This Billionaire Says Bitcoin Is a Better Investment Than Real Estate. Is He Right?
Written by Dominic Basulto for The Motley Fool -> Mexican billionaire Ricardo Salinas now holds 70% of his investable portfolio in Bitcoin. According to Salinas, Bitcoin will continue to outperform
Mexican billionaire Ricardo Salinas now holds 70% of his investable portfolio in Bitcoin. According to Salinas, Bitcoin will continue to outperform o
Read Full Story at Nasdaq News โWhy This Matters
The Mexican billionaireโs aggressive Bitcoin allocation signals a potential paradigm shift in how high-net-worth investors view digital assets versus traditional stores of value. If Salinasโ bet proves prescient, it could accelerate institutional adoption of cryptocurrency in emerging markets where real estate has long dominated conservative portfolios. The move also challenges conventional wisdom that equates wealth preservation with physical assets, forcing a reevaluation of risk tolerance in an era of monetary uncertainty.
Background Context
Mexicoโs financial landscape has historically favored tangible assets like real estate due to inflation volatility and a banking system wary of speculative investments. Salinas, known for his contrarian betsโfrom retail disruption to media innovationโhas long bucked conventional asset allocation in Latin America. His Bitcoin holdings now dwarf even the most aggressive allocations seen among U.S. institutional investors, reflecting both his confidence in decentralized finance and the regionโs growing skepticism toward fiat-backed systems.
What Happens Next
If Bitcoinโs price appreciates alongside Salinasโ endorsement, expect a ripple effect among Mexicoโs ultra-wealthy class, potentially triggering a capital flight from peso-denominated real estate into crypto.

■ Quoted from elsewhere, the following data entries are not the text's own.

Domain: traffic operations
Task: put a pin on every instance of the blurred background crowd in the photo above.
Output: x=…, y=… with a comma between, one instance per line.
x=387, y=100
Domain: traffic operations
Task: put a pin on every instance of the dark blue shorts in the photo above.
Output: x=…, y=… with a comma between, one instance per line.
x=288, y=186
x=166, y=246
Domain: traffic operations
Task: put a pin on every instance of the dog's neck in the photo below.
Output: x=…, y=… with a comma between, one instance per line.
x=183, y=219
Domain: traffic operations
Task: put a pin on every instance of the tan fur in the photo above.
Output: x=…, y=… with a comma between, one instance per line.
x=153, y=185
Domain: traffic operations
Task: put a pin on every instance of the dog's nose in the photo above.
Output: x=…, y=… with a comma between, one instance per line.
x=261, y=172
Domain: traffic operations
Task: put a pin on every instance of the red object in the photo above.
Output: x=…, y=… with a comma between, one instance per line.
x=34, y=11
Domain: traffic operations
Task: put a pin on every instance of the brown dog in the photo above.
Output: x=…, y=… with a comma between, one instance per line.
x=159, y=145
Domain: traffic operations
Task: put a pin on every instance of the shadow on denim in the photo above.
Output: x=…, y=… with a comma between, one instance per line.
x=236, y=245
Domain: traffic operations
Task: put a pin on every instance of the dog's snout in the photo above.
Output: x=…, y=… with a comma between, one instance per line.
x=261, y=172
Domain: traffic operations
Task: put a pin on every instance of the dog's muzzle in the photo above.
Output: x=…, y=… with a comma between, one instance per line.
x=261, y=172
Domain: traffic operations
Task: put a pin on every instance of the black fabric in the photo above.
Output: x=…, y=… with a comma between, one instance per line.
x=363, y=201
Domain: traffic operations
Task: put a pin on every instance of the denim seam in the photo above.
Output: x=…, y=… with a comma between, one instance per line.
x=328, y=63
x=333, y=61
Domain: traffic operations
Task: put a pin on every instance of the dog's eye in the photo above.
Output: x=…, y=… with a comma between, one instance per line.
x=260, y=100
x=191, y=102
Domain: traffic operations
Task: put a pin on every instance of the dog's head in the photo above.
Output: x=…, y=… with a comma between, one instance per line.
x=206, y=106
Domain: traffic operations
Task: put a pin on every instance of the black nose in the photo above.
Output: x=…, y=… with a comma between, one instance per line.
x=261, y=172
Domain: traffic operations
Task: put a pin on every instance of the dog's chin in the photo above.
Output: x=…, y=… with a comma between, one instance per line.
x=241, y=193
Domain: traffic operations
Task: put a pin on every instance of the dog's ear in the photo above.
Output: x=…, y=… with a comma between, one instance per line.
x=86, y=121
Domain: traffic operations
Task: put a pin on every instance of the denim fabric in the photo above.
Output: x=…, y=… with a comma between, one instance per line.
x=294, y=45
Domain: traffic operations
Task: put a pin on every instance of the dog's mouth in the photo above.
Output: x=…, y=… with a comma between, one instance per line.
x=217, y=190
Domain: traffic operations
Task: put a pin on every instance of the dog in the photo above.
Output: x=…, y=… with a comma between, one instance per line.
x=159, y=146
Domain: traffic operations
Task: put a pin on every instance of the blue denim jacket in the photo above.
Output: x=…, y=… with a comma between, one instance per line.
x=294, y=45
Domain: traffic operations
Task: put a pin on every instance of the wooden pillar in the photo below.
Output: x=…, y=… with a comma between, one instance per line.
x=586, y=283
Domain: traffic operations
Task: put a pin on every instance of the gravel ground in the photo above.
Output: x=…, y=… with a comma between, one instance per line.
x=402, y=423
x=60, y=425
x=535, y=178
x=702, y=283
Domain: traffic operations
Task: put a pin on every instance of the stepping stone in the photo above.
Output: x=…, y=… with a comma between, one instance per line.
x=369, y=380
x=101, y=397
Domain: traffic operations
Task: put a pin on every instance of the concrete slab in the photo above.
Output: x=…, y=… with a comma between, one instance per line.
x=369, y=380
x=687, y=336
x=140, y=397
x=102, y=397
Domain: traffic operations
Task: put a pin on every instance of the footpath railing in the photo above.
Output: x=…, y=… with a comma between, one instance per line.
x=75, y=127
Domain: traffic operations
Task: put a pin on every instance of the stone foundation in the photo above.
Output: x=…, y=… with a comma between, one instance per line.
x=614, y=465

Regulators may face pressure to clarify stances on digital asset custody and taxation, while traditional real estate developers could pivot to hybrid models blending physical and digital holdings. The bigger risk lies in Bitcoinโs volatilityโshould a major correction occur, it could trigger a backlash against crypto as a "speculative trap" rather than a long-term hedge.
Bigger Picture
Salinasโ Bitcoin allocation mirrors a global trend where high-net-worth individuals are diversifying beyond gold and equities into non-sovereign assets. This shift underscores a growing distrust in central bank policies and fiat currencies, particularly in economies with histories of currency devaluations. As inflation persists and geopolitical tensions rise, Bitcoinโs narrative as "digital gold" gains traction among those who view real estate as an illiquid, politically exposed asset class in an increasingly unstable world.